CLIR and The Digital Library Federation were commissioned by the Alfred P. Sloan Foundation to complete a study of data curation practices among scholars at five institutions of higher education, Penn State, Lehigh University, Bucknell University, John Hopkins, and University of Pennsylvania. They conducted ethnographic interviews with faculty, postdoctoral fellows, graduate students, and other researchers in a variety of social sciences disciplines.  The goals of the study were to identify barriers to data curation, to recognize unmet researcher needs within the university environment, and to gain a holistic understanding of the workflows involved in the creation, management, and preservation of research data (pg.5).

Some key findings included:

-None of the researchers interviewed for the study had received formal training in data management practices, nor did they express satisfaction with their level of expertise. Researchers are learning on the job in an ad hoc fashion.

-Few researchers, especially among those who are early in their career, think about long-term preservation of their data.

-The demands of publication output overwhelm long-term considerations of data curation. Metadata and documentation are of interest only if they help a researcher complete his or her work

-There is a great need for more effective collaboration tools, as well as online spaces that support the volume of data generated and provide appropriate privacy and access controls.

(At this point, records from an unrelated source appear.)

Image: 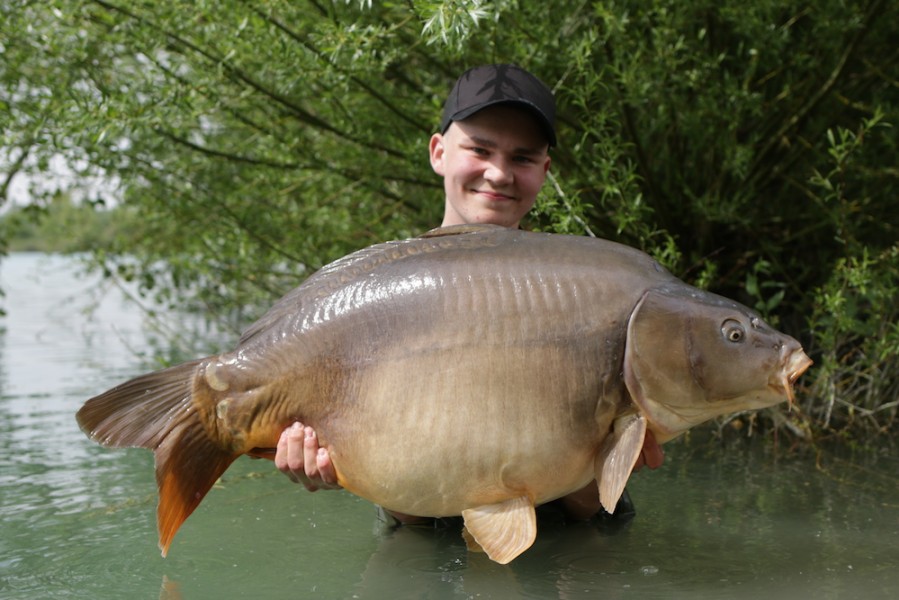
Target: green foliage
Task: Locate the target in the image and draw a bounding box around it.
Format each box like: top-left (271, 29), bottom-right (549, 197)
top-left (0, 0), bottom-right (899, 440)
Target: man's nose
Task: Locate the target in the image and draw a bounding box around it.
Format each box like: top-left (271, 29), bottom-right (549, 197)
top-left (484, 158), bottom-right (514, 185)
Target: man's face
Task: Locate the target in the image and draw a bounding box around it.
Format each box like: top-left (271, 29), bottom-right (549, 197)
top-left (430, 105), bottom-right (550, 227)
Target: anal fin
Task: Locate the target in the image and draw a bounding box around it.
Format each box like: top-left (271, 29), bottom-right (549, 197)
top-left (462, 496), bottom-right (537, 565)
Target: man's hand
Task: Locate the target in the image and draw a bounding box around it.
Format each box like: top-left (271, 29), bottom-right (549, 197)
top-left (275, 422), bottom-right (340, 492)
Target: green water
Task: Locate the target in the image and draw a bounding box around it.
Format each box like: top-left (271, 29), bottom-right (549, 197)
top-left (0, 254), bottom-right (899, 600)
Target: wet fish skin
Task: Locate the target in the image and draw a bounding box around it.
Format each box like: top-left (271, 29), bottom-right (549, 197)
top-left (78, 226), bottom-right (810, 562)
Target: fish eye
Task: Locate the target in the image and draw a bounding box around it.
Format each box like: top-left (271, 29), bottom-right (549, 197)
top-left (721, 319), bottom-right (746, 344)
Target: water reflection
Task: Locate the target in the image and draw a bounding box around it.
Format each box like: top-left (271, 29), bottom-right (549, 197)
top-left (0, 256), bottom-right (899, 600)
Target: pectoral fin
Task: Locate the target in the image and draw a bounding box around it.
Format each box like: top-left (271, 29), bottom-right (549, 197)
top-left (593, 414), bottom-right (646, 513)
top-left (462, 496), bottom-right (537, 565)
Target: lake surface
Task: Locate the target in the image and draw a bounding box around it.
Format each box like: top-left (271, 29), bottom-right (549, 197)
top-left (0, 254), bottom-right (899, 600)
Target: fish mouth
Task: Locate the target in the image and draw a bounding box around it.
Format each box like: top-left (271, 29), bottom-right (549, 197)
top-left (771, 348), bottom-right (812, 407)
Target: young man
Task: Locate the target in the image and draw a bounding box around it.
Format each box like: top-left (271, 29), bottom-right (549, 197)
top-left (275, 65), bottom-right (662, 523)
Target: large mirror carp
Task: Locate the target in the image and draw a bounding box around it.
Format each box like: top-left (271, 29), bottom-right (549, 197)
top-left (77, 226), bottom-right (811, 563)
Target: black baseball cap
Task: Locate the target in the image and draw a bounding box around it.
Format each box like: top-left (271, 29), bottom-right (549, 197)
top-left (440, 65), bottom-right (556, 146)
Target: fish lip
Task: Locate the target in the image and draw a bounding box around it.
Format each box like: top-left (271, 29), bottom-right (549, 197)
top-left (770, 348), bottom-right (814, 407)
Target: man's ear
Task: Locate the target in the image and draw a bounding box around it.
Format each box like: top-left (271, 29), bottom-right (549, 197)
top-left (428, 133), bottom-right (446, 177)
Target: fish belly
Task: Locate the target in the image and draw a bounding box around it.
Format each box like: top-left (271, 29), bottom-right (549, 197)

-Few researchers are aware of the data services that the library might be able to provide and seem to regard the library as a dispensary of goods (e.g., books, articles) rather than a locus for real-time research/professional support.

This seems to me that there needs to be some fundamental changes made in education to prepare researchers for the challenges of dealing with all of this data.  Alternately there could be a push for more collaborative efforts in data management.  Several participants in the study expressed a desire for help with their data management and would welcome the opportunity to collaborate on some level with a colleague with greater expertise (pg.15).  The authors end their report with recommendations for future as well as the role that libraries can play in shaping that future. “There is a clear need for libraries to move beyond passively providing technology to embrace the changes in scholarly production
that emerging technologies have brought. Few researchers see the library as a partner, and most of the researchers in this study seemed to regard the library as a dispensary of goods (i.e., books, articles) rather than a locus for badly needed, real-time professional support.” (pg. 16).

As we move forward with the “Problem of Data“, it is important to remember that we cannot expect researchers to know that we are here to help them with their data management issues.  Librarians have long been known for their outreach efforts and it’s time to double our efforts not only for the benefit of researchers but also to stay a relevant and integral part of the great data machine.


One thought on “Data, Data Everywhere

  1. “This seems to me that there needs to be some fundamental changes made in education to prepare researchers for the challenges of dealing with all of this data.”

    Very true. I wrote a couple of posts over at the e-Science Community Blog about that. What is the best way to do it? As a standalone course or integrated within the curriculum of science and engineering courses? I think the latter would be better, but not as feasible. The former might be easier to get going. Then there’s the question of how to get students to attend the courses? Course credit? A certificate? There are still many questions to answer.